There have been four major development phases or “generations” of computer evolution – each with different characteristics and technological breakthroughs. Each generation has served to accelerate technological development. Through these generations, three technological breakthroughs have forever changed the engineering of computers: the Transistor, the Integrated Circuit, and the Microprocessor. Each breakthrough spurred the production of the next generation of computers, making future devices smaller, faster, less expensive and more powerful than previous generations.

First Generation (1945-1949):

Invented for military and scientific purposes, first generation computers appeared in the 1940s. They were enormous and used large, cumbersome vacuum tubes for circuitry. One of the first was the ENIAC, a monster of a machine. It weighed more than 27 tons and was roughly 1800 square feet. To put it in perspective, it was about half the size of a football field – packed with equipment. It consumed 150 kW of power – enough electricity to illuminate an entire city. The ENIAC is currently memorialized as an exhibit at the Smithsonian Institution in Washington D.C.

Second Generation (1960 – 1964):

Between 1960 and 1964, second generation computers were built using transistors. A transistor is a tiny semiconductor switch that opens or closes a circuit. This tiny semiconductor replaced the inefficient, cumbersome, monstrous vacuum tubes, significantly reducing the size of the computer. Mainframe computers are examples of second generation computers — very large and capable of supporting hundreds or thousands of users simultaneously. They were mostly used in businesses, universities, and governmental organizations due to their extreme size and cost.

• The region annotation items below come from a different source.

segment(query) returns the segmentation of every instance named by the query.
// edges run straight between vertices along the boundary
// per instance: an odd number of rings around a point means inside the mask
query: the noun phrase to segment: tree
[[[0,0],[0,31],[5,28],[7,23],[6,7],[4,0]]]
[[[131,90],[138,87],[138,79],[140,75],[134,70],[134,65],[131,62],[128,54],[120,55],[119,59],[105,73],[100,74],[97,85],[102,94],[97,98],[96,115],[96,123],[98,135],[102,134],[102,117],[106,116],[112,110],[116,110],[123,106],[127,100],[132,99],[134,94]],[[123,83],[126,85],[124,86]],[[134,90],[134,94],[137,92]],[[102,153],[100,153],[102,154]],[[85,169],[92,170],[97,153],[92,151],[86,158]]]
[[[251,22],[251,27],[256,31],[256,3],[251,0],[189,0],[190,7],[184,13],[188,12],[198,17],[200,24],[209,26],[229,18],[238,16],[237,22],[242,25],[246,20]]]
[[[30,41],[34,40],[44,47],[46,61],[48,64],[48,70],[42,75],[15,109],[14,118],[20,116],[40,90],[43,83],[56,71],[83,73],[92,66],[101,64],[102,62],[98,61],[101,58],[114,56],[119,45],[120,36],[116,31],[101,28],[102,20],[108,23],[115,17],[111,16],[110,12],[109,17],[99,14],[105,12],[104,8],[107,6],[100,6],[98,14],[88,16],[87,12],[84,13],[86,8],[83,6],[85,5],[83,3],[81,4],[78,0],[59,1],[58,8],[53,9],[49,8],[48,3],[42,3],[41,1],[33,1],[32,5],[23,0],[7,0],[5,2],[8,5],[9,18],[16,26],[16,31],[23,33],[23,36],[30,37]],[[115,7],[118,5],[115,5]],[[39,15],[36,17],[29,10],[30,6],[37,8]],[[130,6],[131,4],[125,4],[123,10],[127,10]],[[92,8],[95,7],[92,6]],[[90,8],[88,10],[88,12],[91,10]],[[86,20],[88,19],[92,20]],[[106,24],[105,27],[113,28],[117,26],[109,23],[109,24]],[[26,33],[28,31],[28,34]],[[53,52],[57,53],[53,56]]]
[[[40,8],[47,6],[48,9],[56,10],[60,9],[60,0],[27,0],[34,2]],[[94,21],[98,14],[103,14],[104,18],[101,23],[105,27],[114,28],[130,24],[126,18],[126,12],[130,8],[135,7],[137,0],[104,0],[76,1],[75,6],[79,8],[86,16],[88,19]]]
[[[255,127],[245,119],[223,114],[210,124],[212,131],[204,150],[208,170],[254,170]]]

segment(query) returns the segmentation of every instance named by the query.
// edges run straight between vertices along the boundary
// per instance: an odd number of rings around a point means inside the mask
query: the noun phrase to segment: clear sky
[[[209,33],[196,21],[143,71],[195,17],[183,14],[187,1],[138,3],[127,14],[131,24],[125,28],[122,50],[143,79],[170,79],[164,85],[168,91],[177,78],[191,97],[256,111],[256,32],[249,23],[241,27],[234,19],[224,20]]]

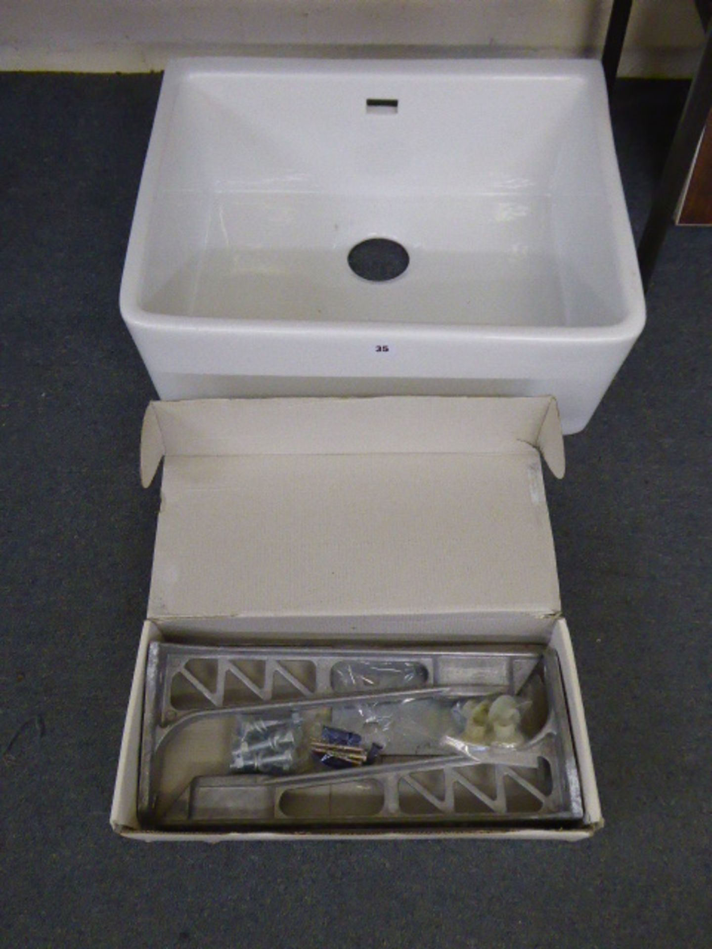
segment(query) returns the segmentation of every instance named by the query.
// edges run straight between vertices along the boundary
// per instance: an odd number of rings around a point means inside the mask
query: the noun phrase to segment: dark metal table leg
[[[628,21],[630,17],[630,8],[632,6],[633,0],[613,0],[613,6],[610,9],[609,28],[606,33],[606,43],[603,47],[603,56],[601,57],[601,65],[606,76],[606,86],[609,90],[609,97],[610,97],[610,93],[613,91],[615,77],[618,74],[618,65],[621,62],[623,44],[626,41],[626,30],[628,29]]]
[[[692,81],[683,116],[667,154],[660,181],[655,188],[650,214],[638,246],[643,286],[646,288],[663,246],[665,232],[675,214],[707,115],[712,108],[712,27]]]

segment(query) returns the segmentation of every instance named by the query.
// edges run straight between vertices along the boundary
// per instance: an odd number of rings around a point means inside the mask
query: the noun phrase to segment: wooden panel
[[[712,224],[712,111],[707,116],[678,223]]]

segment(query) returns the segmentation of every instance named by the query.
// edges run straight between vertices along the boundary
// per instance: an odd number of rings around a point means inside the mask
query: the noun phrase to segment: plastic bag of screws
[[[230,771],[233,773],[287,774],[300,763],[302,716],[238,716]]]

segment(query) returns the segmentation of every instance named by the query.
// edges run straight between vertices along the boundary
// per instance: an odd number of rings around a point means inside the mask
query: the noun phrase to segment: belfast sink
[[[188,59],[122,312],[161,399],[553,395],[645,322],[600,65]]]

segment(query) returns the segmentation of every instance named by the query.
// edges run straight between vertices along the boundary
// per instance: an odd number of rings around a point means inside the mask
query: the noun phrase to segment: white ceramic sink
[[[554,395],[577,431],[645,320],[600,66],[174,63],[121,302],[162,399]]]

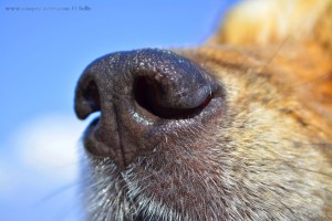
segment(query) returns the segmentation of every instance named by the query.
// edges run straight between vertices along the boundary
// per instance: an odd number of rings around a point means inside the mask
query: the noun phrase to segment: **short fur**
[[[332,220],[331,9],[247,1],[206,44],[174,50],[212,73],[227,112],[121,172],[84,154],[87,219]]]

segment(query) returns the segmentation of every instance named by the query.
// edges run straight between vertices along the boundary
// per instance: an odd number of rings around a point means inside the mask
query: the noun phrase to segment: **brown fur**
[[[282,10],[290,1],[274,2]],[[292,3],[294,12],[284,18],[291,27],[284,33],[277,33],[273,14],[250,19],[252,13],[246,14],[247,9],[238,6],[226,17],[217,35],[183,54],[211,70],[228,88],[229,112],[235,120],[229,136],[237,144],[234,155],[249,165],[276,160],[272,170],[279,162],[290,166],[289,171],[266,171],[255,180],[278,185],[286,180],[278,178],[273,183],[269,172],[293,172],[302,185],[312,182],[313,192],[308,200],[320,194],[323,211],[332,215],[332,1]],[[305,22],[312,24],[305,27]],[[261,36],[267,23],[268,33]],[[248,148],[255,139],[261,141],[259,135],[267,131],[264,148]],[[277,148],[282,139],[288,144]],[[302,197],[290,191],[280,201],[303,203],[310,210]],[[270,194],[264,198],[267,202],[273,200]]]
[[[332,1],[243,4],[203,46],[174,50],[222,85],[220,119],[170,133],[121,175],[87,155],[92,220],[332,220]]]

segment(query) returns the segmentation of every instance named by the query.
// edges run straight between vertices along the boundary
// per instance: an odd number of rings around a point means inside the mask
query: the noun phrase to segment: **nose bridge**
[[[189,124],[217,88],[205,70],[170,51],[118,52],[83,72],[75,112],[83,119],[101,110],[85,135],[86,144],[124,168],[138,152],[156,147],[164,137],[160,131],[180,129],[183,118]]]

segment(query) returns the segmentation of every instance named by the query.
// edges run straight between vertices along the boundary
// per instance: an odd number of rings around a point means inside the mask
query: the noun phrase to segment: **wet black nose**
[[[208,122],[218,113],[219,95],[216,81],[191,61],[146,49],[113,53],[87,66],[76,87],[75,112],[84,119],[101,110],[84,145],[124,169],[165,137]]]

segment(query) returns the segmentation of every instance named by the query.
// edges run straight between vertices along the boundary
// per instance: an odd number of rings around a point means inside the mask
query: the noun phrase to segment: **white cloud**
[[[72,179],[76,176],[79,140],[85,125],[74,116],[59,114],[29,120],[10,139],[13,157],[48,177]]]

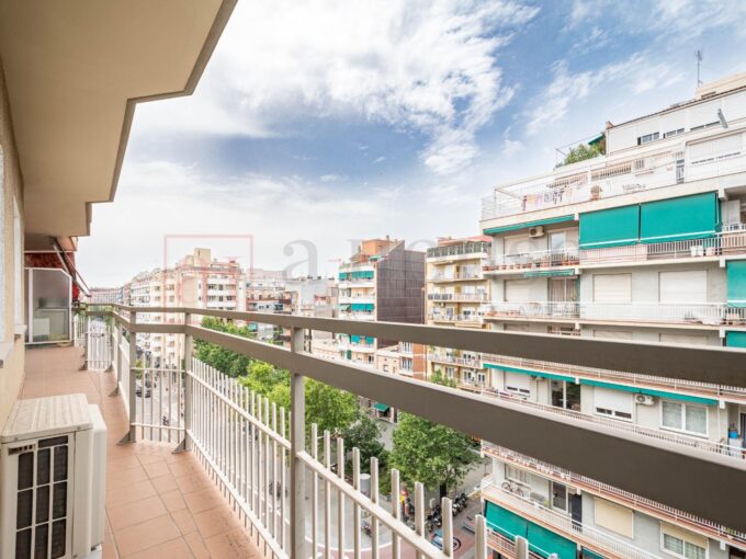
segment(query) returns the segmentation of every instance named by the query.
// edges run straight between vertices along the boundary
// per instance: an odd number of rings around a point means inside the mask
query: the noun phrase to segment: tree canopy
[[[445,386],[453,381],[439,373],[431,380]],[[428,490],[440,488],[441,494],[464,480],[471,466],[479,461],[474,442],[467,435],[411,413],[399,412],[394,431],[389,465],[402,472],[408,483],[421,481]]]

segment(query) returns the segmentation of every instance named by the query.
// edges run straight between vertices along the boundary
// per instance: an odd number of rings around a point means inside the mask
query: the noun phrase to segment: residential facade
[[[604,140],[606,155],[497,186],[484,201],[481,226],[491,237],[484,320],[509,332],[746,345],[746,75],[608,125]],[[743,389],[481,360],[485,393],[496,398],[651,442],[746,456]],[[493,457],[483,499],[495,554],[528,534],[535,552],[563,559],[744,557],[744,534],[499,446],[484,443],[483,452]]]
[[[427,323],[486,329],[483,310],[491,282],[483,269],[491,238],[438,239],[427,252]],[[448,347],[431,347],[428,375],[440,374],[460,388],[481,390],[487,374],[478,355]]]

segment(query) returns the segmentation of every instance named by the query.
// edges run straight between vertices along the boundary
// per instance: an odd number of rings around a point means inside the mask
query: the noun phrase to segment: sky
[[[238,0],[193,95],[139,104],[78,267],[193,247],[332,275],[358,241],[479,233],[495,185],[746,71],[741,0]]]

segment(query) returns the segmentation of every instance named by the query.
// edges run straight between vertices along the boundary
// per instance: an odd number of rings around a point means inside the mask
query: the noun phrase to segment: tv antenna
[[[697,58],[697,87],[699,88],[702,84],[702,80],[700,79],[700,67],[702,66],[703,53],[701,48],[697,49],[694,58]]]

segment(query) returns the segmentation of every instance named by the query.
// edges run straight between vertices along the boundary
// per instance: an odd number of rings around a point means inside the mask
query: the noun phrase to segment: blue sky
[[[248,264],[245,241],[199,236],[249,233],[255,266],[314,247],[327,275],[354,239],[475,235],[494,185],[692,98],[696,49],[704,81],[746,71],[745,19],[738,0],[239,0],[194,95],[137,107],[79,267],[118,285],[184,233],[169,254]]]

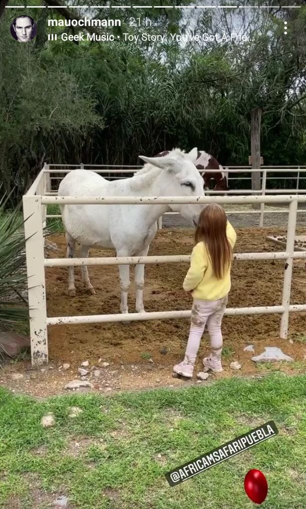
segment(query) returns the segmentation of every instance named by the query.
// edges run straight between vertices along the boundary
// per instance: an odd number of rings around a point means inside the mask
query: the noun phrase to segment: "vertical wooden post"
[[[251,157],[252,169],[261,168],[260,159],[260,134],[261,126],[261,108],[254,108],[251,111]],[[252,189],[259,190],[261,188],[260,172],[252,172]],[[259,209],[258,203],[252,204],[253,209]]]
[[[285,311],[282,315],[280,331],[279,333],[279,336],[282,340],[287,340],[288,334],[289,307],[291,294],[291,280],[292,279],[292,268],[293,267],[293,253],[294,252],[297,210],[297,200],[295,199],[291,202],[289,205],[289,214],[288,215],[287,226],[287,239],[286,250],[286,252],[288,253],[289,258],[286,260],[284,272],[282,305],[285,308]]]
[[[41,196],[22,198],[32,365],[48,363]]]

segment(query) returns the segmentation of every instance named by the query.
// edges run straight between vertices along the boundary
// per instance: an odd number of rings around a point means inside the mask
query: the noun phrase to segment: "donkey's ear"
[[[190,152],[188,152],[186,154],[188,159],[190,159],[191,161],[194,164],[197,159],[198,158],[198,150],[197,147],[195,147],[194,148],[192,149]]]
[[[157,166],[161,169],[168,170],[175,173],[178,173],[182,169],[182,162],[172,157],[163,156],[161,157],[145,157],[144,156],[139,156],[139,159],[142,159],[145,162]]]

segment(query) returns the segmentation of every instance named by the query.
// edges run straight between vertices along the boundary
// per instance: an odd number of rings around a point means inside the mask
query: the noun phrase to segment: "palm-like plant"
[[[29,318],[27,306],[15,297],[27,289],[27,269],[23,220],[19,205],[5,213],[9,197],[0,199],[0,330],[23,329]]]

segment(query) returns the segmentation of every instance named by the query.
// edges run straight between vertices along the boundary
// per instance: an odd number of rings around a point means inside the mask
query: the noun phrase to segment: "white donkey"
[[[194,165],[197,149],[189,153],[174,149],[168,155],[145,157],[144,167],[134,177],[108,181],[94,172],[75,169],[63,179],[59,196],[204,196],[203,180]],[[114,249],[117,257],[146,256],[157,231],[157,220],[165,212],[179,212],[196,224],[201,205],[61,205],[66,230],[67,256],[74,258],[75,243],[80,244],[79,256],[88,256],[91,247]],[[119,265],[121,294],[120,310],[128,313],[128,292],[130,286],[130,266]],[[95,293],[87,267],[82,266],[87,291]],[[144,313],[143,289],[144,265],[135,266],[136,308]],[[74,268],[69,268],[68,295],[75,295]]]

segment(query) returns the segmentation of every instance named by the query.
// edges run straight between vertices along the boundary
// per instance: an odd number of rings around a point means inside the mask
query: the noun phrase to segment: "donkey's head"
[[[163,171],[158,178],[158,192],[160,196],[204,196],[203,180],[194,163],[197,157],[195,147],[189,153],[179,149],[174,149],[161,157],[145,157],[140,159]],[[188,221],[197,224],[202,205],[183,204],[169,205],[169,208],[178,212]]]

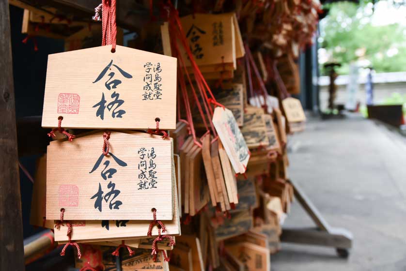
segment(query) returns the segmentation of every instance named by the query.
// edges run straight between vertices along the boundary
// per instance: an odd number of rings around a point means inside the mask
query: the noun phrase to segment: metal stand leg
[[[281,241],[288,243],[315,245],[336,248],[343,258],[349,255],[352,245],[352,234],[344,228],[330,226],[304,193],[291,180],[295,196],[317,227],[313,228],[283,228]]]

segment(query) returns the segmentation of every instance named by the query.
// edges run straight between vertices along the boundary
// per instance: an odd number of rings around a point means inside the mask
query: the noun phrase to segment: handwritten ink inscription
[[[195,25],[192,24],[190,28],[186,34],[186,38],[189,40],[190,51],[197,59],[202,58],[204,55],[203,54],[203,48],[200,46],[199,40],[200,39],[200,35],[206,34],[206,31],[199,28]]]
[[[161,73],[162,68],[159,62],[156,64],[152,64],[147,62],[144,65],[145,69],[145,75],[144,75],[144,93],[142,94],[142,101],[148,100],[162,100],[161,89],[162,80]]]
[[[129,220],[116,220],[116,226],[117,227],[126,227],[127,223]],[[109,221],[109,220],[102,220],[101,221],[102,227],[106,228],[107,230],[110,229]]]
[[[58,113],[79,114],[80,97],[75,93],[59,93],[58,96]]]
[[[133,77],[132,75],[125,71],[120,67],[115,64],[113,64],[113,60],[110,61],[110,63],[106,66],[104,69],[102,71],[96,79],[93,82],[93,83],[97,83],[102,79],[102,78],[107,74],[107,77],[109,78],[104,83],[104,86],[111,92],[112,89],[115,90],[117,87],[122,83],[122,81],[117,78],[113,79],[116,75],[116,73],[112,69],[112,67],[115,68],[114,70],[116,69],[118,71],[120,74],[125,78],[129,79]],[[104,92],[102,92],[102,97],[100,101],[93,105],[94,108],[96,108],[96,117],[99,117],[101,120],[104,120],[104,112],[107,108],[109,112],[111,112],[111,117],[113,119],[116,118],[123,118],[123,115],[125,114],[125,110],[123,109],[119,109],[118,108],[124,103],[124,100],[120,99],[120,94],[115,90],[113,91],[113,93],[109,95],[111,100],[109,103],[107,104],[107,101],[105,97]]]
[[[127,164],[125,162],[120,160],[112,153],[109,152],[109,154],[112,157],[116,163],[120,166],[127,166]],[[89,172],[90,174],[92,174],[99,167],[99,166],[100,164],[101,164],[102,161],[105,157],[106,156],[104,154],[102,153],[97,159],[97,161],[96,161],[96,163],[93,166],[93,168],[92,168],[92,170]],[[111,179],[113,178],[113,175],[117,173],[117,169],[113,168],[112,167],[108,169],[109,166],[110,166],[110,161],[109,160],[106,160],[103,163],[103,165],[105,166],[104,169],[101,170],[100,176],[104,181],[107,181],[108,179]],[[103,186],[103,187],[105,186]],[[110,210],[112,209],[118,210],[120,209],[120,206],[123,204],[123,202],[120,200],[114,200],[116,197],[118,196],[121,191],[118,189],[116,189],[115,187],[115,183],[111,181],[110,181],[107,184],[107,189],[109,192],[105,194],[104,191],[102,190],[101,183],[99,182],[99,187],[97,192],[90,198],[91,199],[94,199],[95,209],[98,210],[100,212],[101,212],[103,211],[102,203],[103,199],[106,203],[109,203],[109,208],[110,208]]]
[[[225,125],[229,133],[230,138],[232,138],[234,143],[234,149],[238,154],[238,159],[242,163],[250,155],[249,150],[247,146],[247,143],[242,134],[238,128],[238,125],[232,114],[227,114],[227,122]]]
[[[213,23],[213,45],[220,46],[224,44],[223,32],[223,23]]]
[[[155,148],[141,148],[138,150],[138,155],[140,159],[138,163],[138,190],[157,188],[156,163],[154,161],[156,158]]]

Third Generation (1964 – 1975):

An explosion in the use of computers began in 1964. This was possible with the invention of the integrated circuit. Integrated circuits are miniature transistors that were placed on a tiny silicon chip. Silicon is the basic material used to make computer chips and is one of the most abundant elements on Earth after oxygen. The diameter of a silicon chip is about the

the width of a human hair. With the advent of the integrated circuit, there was a dramatic reduction in the size and cost of computers. Mini computers were developed and became available to small and medium sized businesses.

Fourth Generation (1975 – present):

In 1975, the invention that brought to fruition the next generation of computers and totally changed the landscape is the microprocessor – the “brain” of the computer. With the advent of the microprocessor, the cost to create a computer system dropped even more dramatically. Computers become even smaller and more powerful – and, for the first time – they were affordable and accessible to a mass audience – desktops.

The Present and Future

Today, it is difficult to envision how we can manage without the countless computer devices that we use on a daily basis, from smart phones, tablets, flat and curved TVs, to electric cars, advanced medical devices, and navigational systems. Computers are still evolving and changing. We are finding new ways to make them even smaller than ever before with more complex functionality.

In the not-so-distant future, you may hear this from your doctor: “Take two of these ingestible computers and they will e-mail me in the morning.” Although these tiny devices are not yet mainstream, some people are already swallowing them to monitor a range of health issues and through computer technology, this data is shared with their doctor.

In the future, everything will be operated by computers. These next generation computers will be based on Artificial Intelligence, which is the capacity of a computer to perform operations comparable to human decision-making. Computers will understand spoken words and imitate human reasoning, even more and better than Siri – the built in intelligent assistant from Apple.